The SolarSIM has since evolved into a unique (and waterproof!) device that has reinvented the way scientists around the world measure sunlight and the atmosphere. It is the cornerstone of Spectrafy, a solar start-up founded by Tatsiankou, its chief technology officer, and CEO Richard Beal.

The duo and Spectrafy’s third employee, Patrick McVey White, are shining examples of how the University of Ottawa’s SUNLAB, one of Canada’s leading solar energy research labs, is spinning off both technology and talent to fuel the future of solar energy companies in Canada and beyond. Tatsiankou currently conducts research at the lab, while Beal is a former SUNLAB post-doc and McVey White recently completed his master’s degree there. “Without the SUNLAB facilities this device would never have been developed,” says Tatsiankou, 28.

SUNLAB has enabled the entrepreneurs to develop and test SolarSIM with world-class equipment, including the solar panel test site atop the Mann parking garage. It’s the culmination of a decade-long development for University of Ottawa engineering professor and Canada Research Chair Karin Hinzer, who founded SUNLAB in the summer of 2007 during the first glimmers of the present solar energy flowering.

“People take us seriously now,” says Hinzer, with a laugh. “Now the whole world is going solar. There’s a lot of room for students to start companies.”

For the Spectrafy team—three of the more than 85 alumni who have cut their solar software and hardware teeth at SUNLAB—it’s been both a technology and personal proving ground. “It’s like Shark Tank,” says Tatsiankou, referring to the reality TV show in which budding entrepreneurs pitch their ideas to potential investors.

The lab has also facilitated opportunities abroad. McVey White, a 25-year-old Montréal native, helped France’s renewable energy agency install their SolarSIM-D2 (the product’s second generation) during a four-month-long stint sponsored by SUNLAB. He is now Spectrafy’s development and operations manager, helping clients to integrate their software with the SolarSIM.

Spectrafy is the second SUNLAB-sparked start-up for Beal, 34, a Rhodes scholar who grew up in New Zealand and earned a doctorate in materials science at Oxford. He is now leveraging his hard-won experience from his previous company, COFOVO.

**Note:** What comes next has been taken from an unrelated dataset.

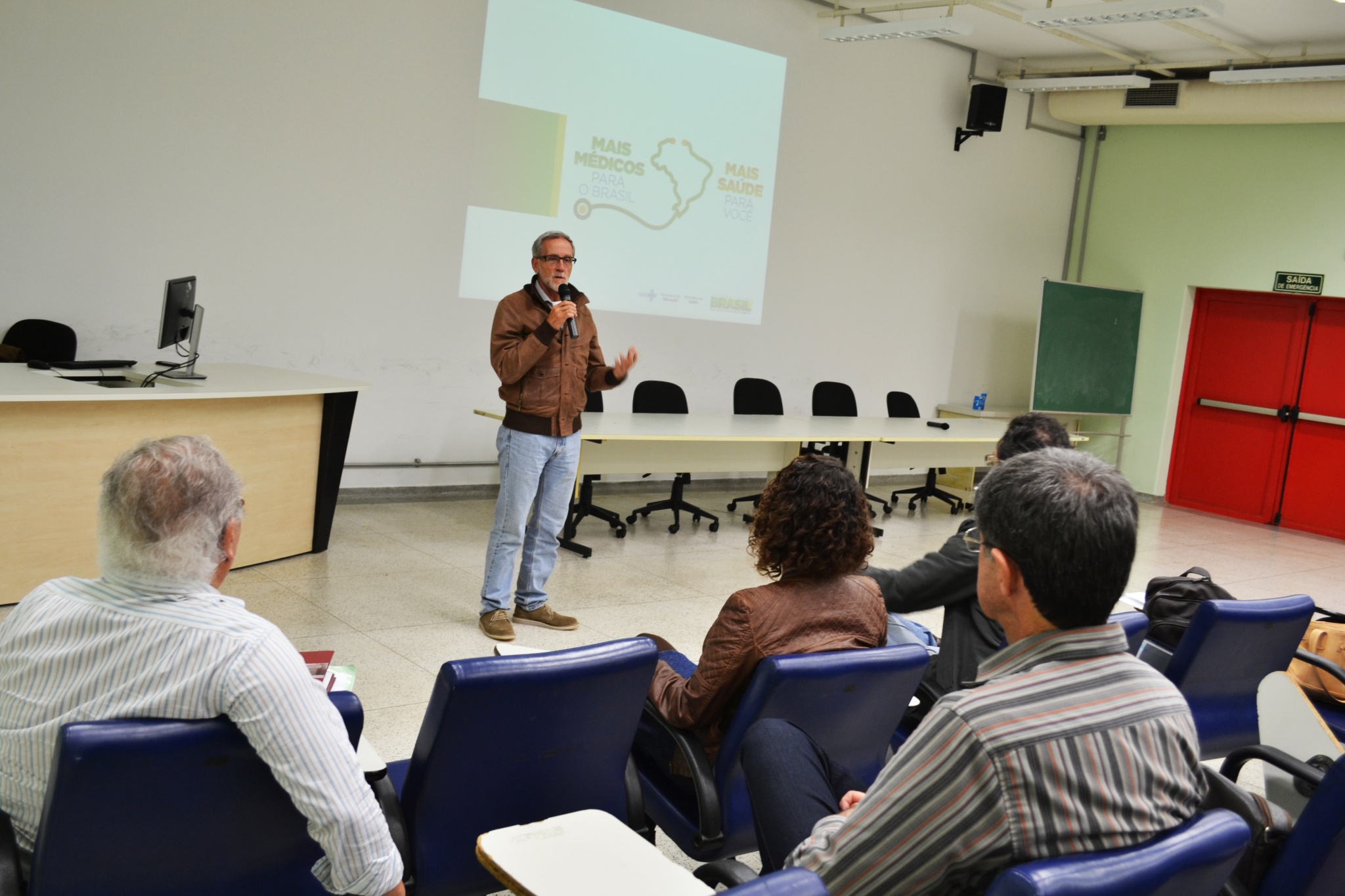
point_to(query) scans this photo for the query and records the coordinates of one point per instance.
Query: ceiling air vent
(1161, 93)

“COFOVO was a real learning ground with regard to what it really takes to build a successful company,” says Beal, who started the company in 2013 after his SUNLAB post-doc. Then, while gaining industry kudos and substantial seed funding, he watched the market for COFOVO’s product dry up as the cost of conventional solar panels plummeted.

With the SolarSIM-D2, the SUNLAB trio has developed an innovative product that is being bought by solar energy companies and national research labs around the world, including in the United States, Italy, France, Mexico and Australia. The device enables users to accurately measure the solar spectrum and total radiant energy, while simultaneously gauging atmospheric levels of ozone, water and aerosols, for a fraction of the cost of previous methods.

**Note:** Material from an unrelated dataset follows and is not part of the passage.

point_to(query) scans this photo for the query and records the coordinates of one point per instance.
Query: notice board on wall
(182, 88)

“The SolarSIM-D2 is a single, compact product that replaces up to seven solar and atmospheric sensors that have a combined cost of more than $400,000,” says Beal. “It’s a real breakthrough in simplifying advanced solar and atmospheric measurement.” The Spectrafy team sees broad potential for the SolarSIM sensors, from improving solar power plants to air quality and agricultural monitoring.

Spectrafy recently secured support from the National Research Council’s Industrial Research Assistance Program to help fund development of the next generation of SolarSIM sensors. The company is currently deploying a national network of SolarSIM sensors at seven federal government research sites across Canada—a contract worth over $500,000.

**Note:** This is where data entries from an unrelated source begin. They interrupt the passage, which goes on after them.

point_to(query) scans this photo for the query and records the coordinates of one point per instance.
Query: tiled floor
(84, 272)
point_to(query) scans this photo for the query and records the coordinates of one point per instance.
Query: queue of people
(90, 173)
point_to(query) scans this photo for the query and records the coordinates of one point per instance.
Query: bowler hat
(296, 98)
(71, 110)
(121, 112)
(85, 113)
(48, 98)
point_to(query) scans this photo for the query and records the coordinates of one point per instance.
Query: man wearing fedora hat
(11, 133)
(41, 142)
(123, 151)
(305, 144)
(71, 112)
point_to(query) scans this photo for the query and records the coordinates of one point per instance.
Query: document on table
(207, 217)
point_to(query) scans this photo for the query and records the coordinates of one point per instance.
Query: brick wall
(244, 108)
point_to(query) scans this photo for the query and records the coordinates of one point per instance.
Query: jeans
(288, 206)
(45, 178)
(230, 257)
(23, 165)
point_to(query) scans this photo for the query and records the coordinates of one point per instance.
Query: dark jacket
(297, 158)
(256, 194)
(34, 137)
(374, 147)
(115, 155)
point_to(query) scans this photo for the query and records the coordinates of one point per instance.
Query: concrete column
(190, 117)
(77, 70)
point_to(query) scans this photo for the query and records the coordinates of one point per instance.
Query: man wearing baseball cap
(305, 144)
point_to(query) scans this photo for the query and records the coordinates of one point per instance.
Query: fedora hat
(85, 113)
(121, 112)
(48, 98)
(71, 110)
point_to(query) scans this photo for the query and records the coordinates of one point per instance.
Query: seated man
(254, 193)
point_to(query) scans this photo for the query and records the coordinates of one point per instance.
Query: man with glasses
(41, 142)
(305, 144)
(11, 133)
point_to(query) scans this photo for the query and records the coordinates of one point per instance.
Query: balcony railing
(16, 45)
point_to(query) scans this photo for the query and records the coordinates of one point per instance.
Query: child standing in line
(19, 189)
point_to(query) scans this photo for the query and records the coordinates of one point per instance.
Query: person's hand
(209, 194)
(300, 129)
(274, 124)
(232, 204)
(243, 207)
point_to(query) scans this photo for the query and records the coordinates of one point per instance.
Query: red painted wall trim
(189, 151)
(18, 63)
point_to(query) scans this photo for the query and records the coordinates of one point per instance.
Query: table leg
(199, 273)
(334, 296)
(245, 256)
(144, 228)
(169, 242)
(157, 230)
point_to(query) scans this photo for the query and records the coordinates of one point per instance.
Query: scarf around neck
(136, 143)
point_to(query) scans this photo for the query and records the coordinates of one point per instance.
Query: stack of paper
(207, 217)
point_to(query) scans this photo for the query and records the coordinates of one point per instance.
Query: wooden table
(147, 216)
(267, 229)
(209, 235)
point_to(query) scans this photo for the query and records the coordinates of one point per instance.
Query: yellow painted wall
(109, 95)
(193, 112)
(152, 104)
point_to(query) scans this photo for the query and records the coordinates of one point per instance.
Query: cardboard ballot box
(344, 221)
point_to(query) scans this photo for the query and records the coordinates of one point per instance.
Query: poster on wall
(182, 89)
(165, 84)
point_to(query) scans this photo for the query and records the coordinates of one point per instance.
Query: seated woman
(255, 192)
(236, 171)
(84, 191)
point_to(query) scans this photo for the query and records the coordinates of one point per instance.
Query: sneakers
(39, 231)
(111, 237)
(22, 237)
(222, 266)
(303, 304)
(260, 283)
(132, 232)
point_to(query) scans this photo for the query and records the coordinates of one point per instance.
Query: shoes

With this cross-country distribution of SolarSIMs, Tatsiankou is solidifying a new era of renewable energy, one that holds great promise for the native of Belarus who started to spend summers in Brockville, Ont., as an eight-year-old sponsored by the Canadian Aid for Chernobyl program.

“As far as we know, no other measurement network in the world possesses such a broad array of measurement capabilities,” says Tatsiankou. “Our dream is to have a global network of these devices.”